It still is appropriate because it's compensation for a job. VA benefits are part of the package deal a service member signs up for. Without those benefits the military would have to offer a higher salary to recruit the same number and quality of employees, at the margin at least.
It's like saying a government pension shouldn't be counted as part of the cost of employing government workers because the workers would still have to buy food and housing whether or not their career was with the government.
By that logic you could affect the spending numbers by charging military spouses rent and making up for it with daycare pay to compensate them for watching their kids. It's just a difference in accounting.
I'm confused about what you're arguing. If governmental funds are being spent on military spousal housing, that's a cost of the military, whether it's accounted as salary to the service member who pays rent or if the military builds the house directly.
My original point is that nobody (at least publicly) knows the true spending on the US military because the accounting is so baroque. The VA is just one agency whose rather significant cost is typically forgotten when quoting these numbers, but it's far from the only example.
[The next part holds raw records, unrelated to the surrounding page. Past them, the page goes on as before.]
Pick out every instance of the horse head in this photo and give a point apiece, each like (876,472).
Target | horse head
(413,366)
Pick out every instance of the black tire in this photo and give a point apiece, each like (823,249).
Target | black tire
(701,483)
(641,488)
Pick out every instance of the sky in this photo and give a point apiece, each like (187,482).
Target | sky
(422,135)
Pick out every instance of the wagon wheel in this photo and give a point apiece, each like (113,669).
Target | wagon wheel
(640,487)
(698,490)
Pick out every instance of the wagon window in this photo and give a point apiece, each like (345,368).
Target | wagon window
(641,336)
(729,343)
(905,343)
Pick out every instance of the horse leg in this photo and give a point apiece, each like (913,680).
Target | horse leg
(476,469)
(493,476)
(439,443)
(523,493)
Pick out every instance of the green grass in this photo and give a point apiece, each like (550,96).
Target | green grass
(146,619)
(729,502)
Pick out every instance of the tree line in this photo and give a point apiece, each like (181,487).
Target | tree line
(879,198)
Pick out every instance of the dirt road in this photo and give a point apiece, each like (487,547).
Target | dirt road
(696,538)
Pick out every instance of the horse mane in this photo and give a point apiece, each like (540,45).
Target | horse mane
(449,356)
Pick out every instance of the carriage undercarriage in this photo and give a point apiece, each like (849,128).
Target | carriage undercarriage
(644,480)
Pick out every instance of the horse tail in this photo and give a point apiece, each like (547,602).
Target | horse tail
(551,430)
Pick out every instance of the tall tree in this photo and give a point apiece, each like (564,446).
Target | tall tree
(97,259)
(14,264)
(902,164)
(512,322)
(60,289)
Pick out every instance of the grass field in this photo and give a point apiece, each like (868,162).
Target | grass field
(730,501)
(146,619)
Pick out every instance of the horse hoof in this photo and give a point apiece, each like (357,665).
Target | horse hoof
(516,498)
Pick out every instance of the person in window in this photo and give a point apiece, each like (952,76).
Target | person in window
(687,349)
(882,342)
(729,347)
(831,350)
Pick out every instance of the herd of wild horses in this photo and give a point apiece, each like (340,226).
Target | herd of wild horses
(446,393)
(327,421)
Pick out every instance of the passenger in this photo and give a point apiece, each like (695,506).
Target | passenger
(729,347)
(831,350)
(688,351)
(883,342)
That might have been a bad example. But if you're comparing military spending between one country with the VA and another with universal health coverage, it will mess with the numbers if you include the VA. It's the other country with the difficult accounting.
But I don't want to compare countries. I'm not sure if there's a "right" level of military spending, but I think pro-Military-Industrial-Complex forces in the US purposefully obscure the cost in order to not erode popular support.
It's like saying a government pension shouldn't be counted as part of the cost of employing government workers because the workers would still have to buy food and housing whether or not their career was with the government.